What does that headline mean? Consider this scenario that came from a recent DPL support call. A high-end integrator has a job with several screens including, let’s just call it, a “super projector” along with the best media storage product out there and a ton of other goodies. The integrator does his due diligence and uses the best, at least in his mind, supporting products that will allow the system to perform well out to 4K 60Hz and beyond.
Over the course of a few weeks the prewire is completed and he’s now just waiting for final trimout to bring in the hardware. It arrives on time and the job gets scheduled for final installation. All the proper pretesting of the equipment is done before it goes out to the site — every connector, cable, power strip, etc., using the exact system that will go into the job.
Between hanging displays, motorized screen installations, and outfitting racks of electronics and cables, it takes two days.
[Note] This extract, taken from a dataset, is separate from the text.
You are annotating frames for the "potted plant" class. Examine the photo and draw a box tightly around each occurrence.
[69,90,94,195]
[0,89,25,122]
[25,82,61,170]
Finally, it’s time to start firing up all the gear and running full tests using the installed matrix switcher to operate the A/V. The projector is calibrated and running smoothly. The Apple TV starts up, perfect picture. The media server delivers the same.
The owner also has an older DVD player he wanted to use with the killer new projector — mainly because he wanted to play some discs of family and friends to reminisce their earlier days. No big deal, right? Wrong — it was a very important impetus of the project for him. And what happened? Turns out, the older DVD player would not work on the projector, which was the farthest display in the system.
How could this be? Every manufacturer was contacted about this DVD mystery, because other non-family discs from that same era wouldn’t work either. One of the equipment manufacturers referred him to DPL Labs. The integrator even considered flying us to the site to fix this thing, that’s how much it meant to the client.
We got to work dissecting every component that provided any support to the projector. There was only one device used for it that the rest of the system did not see — a 10-meter cable in the wall going to the projector. That was not going to come out for any kind of testing, though.
During the troubleshooting we asked the installer if he tried a new cable from the output of the matrix switcher to the projector. He had, but with the same model and length.
We asked him to replace that with a short 3-meter copper cable and temporarily relocate the DVD player close to the input of the projector. Boom — the family video came up and the tension subsided.
So why did it not work via the prewired cable in the wall, when all the new products worked perfectly for 4K 60Hz at 18Gbps?
There are some pretty impressive products out there; we test them all the time. However, sometimes you have to look a bit further to see just how “super” these products are. It turns out the cable the integrator used was specially characterized for “super speed” — in other words, the manufacturer had no intention of supporting the older 480i resolution.
The low data rate Eye Pattern response proved the manufacturer intentionally rolled it off to guarantee the best 18Gbps transmission possible (see Fig 1). Compare that to the same cable, in Fig 2, at 6Gbps. The problem was resolved by installing an inexpensive scaler in the system that brought it up to 1080p. Done!
The integrator lost four days on this job and who knows how much trust from the client. It’s another example of why you should check your products — and then check them again for all of the parameters the customer expects.